One year ago, as Congress passed this historic legislation, advocates around the county were far more concerned with getting implementation underway than with these seemingly baseless, purely partisan attacks on the constitutionality of the law. And after 12 judges dismissed these cases entirely and two ruled in favor of the law’s constitutionality, it seemed that the advocates had it right all along. However, opponents of the law have jumped on the two most recent decisions, especially the decision in Florida, as proof that the law is unconstitutional. This sentiment coupled with Congressional Republicans ramping up their rhetoric in response to their failed attempts to repeal the law could leave anyone, especially someone without a background in constitutional law like myself, wondering: is there something to this unconstitutional argument?
This uncertainty is why former President Reagan’s Solicitor General Charles Fried’s testimony before the Senate is so important. Fried, a longtime Republican, testified that although he had concerns about some of the provisions in the law, he was “quite sure that the health care mandate is constitutional.” Fried is by no means a liberal ideologue, but a conservative legal expert who believes that the Commerce Clause does grant the federal government the ability to require individuals to purchase health insurance.
Fried’s reasoning goes back to the 19th century, when Chief Justice John Marshall said concerning the government’s ability to regulate commerce, “what is this power? It is the power to regulate.
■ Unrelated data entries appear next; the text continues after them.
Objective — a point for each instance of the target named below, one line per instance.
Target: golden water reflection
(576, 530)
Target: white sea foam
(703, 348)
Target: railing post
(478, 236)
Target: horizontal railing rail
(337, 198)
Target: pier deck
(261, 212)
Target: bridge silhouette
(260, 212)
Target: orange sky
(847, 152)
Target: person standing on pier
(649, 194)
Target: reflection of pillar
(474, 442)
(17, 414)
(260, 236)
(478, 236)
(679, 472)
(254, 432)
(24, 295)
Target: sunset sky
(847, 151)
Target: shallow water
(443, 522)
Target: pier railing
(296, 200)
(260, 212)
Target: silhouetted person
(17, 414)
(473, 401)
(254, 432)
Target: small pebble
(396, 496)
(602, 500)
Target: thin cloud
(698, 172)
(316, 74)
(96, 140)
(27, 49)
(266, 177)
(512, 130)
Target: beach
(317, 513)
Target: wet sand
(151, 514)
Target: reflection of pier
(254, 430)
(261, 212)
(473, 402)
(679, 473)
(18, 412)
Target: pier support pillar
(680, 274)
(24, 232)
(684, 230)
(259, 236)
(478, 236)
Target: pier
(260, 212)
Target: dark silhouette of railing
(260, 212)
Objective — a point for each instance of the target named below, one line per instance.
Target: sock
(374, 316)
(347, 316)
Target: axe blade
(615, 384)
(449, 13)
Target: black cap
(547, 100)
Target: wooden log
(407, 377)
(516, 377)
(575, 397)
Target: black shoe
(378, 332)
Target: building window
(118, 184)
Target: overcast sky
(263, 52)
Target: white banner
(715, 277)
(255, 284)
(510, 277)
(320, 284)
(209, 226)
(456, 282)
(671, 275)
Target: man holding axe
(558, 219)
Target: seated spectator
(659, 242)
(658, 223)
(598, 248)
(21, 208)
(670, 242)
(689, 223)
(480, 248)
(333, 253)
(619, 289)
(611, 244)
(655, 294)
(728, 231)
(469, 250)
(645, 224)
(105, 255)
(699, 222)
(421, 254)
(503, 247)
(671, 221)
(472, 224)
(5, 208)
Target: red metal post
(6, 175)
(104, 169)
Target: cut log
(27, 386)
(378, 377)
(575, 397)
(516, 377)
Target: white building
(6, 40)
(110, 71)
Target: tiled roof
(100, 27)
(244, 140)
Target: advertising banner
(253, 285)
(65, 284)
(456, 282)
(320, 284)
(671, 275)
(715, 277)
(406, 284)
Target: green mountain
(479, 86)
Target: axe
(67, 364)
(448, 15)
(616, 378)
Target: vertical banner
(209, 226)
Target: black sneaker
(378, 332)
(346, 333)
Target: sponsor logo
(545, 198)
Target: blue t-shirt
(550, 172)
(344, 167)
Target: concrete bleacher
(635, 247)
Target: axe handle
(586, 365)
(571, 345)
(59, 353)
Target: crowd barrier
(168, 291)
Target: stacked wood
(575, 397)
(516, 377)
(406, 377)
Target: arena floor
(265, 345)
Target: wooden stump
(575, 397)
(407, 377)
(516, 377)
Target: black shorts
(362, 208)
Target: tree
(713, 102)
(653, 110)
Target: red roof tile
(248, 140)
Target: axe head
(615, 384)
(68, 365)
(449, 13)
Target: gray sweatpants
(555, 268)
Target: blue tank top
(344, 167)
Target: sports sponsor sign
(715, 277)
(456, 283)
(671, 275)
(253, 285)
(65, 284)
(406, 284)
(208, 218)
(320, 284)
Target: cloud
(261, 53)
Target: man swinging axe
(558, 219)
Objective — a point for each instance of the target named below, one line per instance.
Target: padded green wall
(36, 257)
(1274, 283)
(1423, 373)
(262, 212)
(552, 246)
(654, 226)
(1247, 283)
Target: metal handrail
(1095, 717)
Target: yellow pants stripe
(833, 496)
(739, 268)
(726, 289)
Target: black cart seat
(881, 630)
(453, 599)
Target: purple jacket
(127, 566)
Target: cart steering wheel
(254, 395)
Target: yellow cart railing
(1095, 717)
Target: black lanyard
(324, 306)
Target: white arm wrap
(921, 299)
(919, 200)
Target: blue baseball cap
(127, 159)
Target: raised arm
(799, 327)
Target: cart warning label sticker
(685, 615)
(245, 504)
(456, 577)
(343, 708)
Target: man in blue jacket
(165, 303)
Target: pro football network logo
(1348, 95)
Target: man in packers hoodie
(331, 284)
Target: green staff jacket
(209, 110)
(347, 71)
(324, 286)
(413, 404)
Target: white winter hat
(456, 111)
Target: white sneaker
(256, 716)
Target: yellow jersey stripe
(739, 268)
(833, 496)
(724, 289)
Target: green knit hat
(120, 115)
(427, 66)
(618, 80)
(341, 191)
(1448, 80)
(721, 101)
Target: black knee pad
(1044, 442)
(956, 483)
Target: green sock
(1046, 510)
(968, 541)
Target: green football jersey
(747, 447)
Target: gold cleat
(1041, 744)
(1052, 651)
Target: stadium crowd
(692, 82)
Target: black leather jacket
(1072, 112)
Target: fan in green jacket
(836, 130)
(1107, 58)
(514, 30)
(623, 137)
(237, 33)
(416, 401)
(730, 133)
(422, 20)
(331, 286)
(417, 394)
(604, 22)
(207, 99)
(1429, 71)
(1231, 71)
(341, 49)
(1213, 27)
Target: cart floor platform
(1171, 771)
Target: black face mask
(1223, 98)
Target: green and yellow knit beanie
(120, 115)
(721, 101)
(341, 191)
That is—to proscribe the rule by which commerce is governed.” Basically, there are several laws on the books that already allow the government to regulate health insurance, and the government has the ability to define the rules under which that regulation will occur. In this case, the individual responsibility provision is that rule.
Going even further, Marshall said of the Necessary and Proper Clause, “The government which has the right to do an act and has imposed on it the duty of performing that act, must, according to the dictates of reason, be allowed to select the means.” In other words, the Commerce Clause grants Congress the ability to regulate commerce, in this case health insurance, and the Necessary and Proper Clause grants them the authority to decide what is necessary to accomplish that goal. The individual responsibility provision is the “necessary and proper” way for the government to effectively regulate the insurance market, i.e. prevent denials of coverage for people with pre-existing conditions, ban or limit annual and lifetime caps on coverage, ensure that people don’t get dropped from their coverage when they get sick, etc.
It’s one thing to argue whether the individual responsibility provision is smart policy or not (I happen to think it is smart). But when it comes to the question of constitutionality, while opponents of the law continue to grandstand about this ‘big government takeover,’ I would prefer to turn my attention toward experts like Charles Fried, who have put aside their political motivations and acknowledged that the provision has a strong constitutional basis. Knowing that, I can only hope that the Supreme Court will do the same. In the meantime, instead of wasting time reliving the legislative debate, let’s move forward together and continue to implement this law in the best, most consumer-friendly way possible.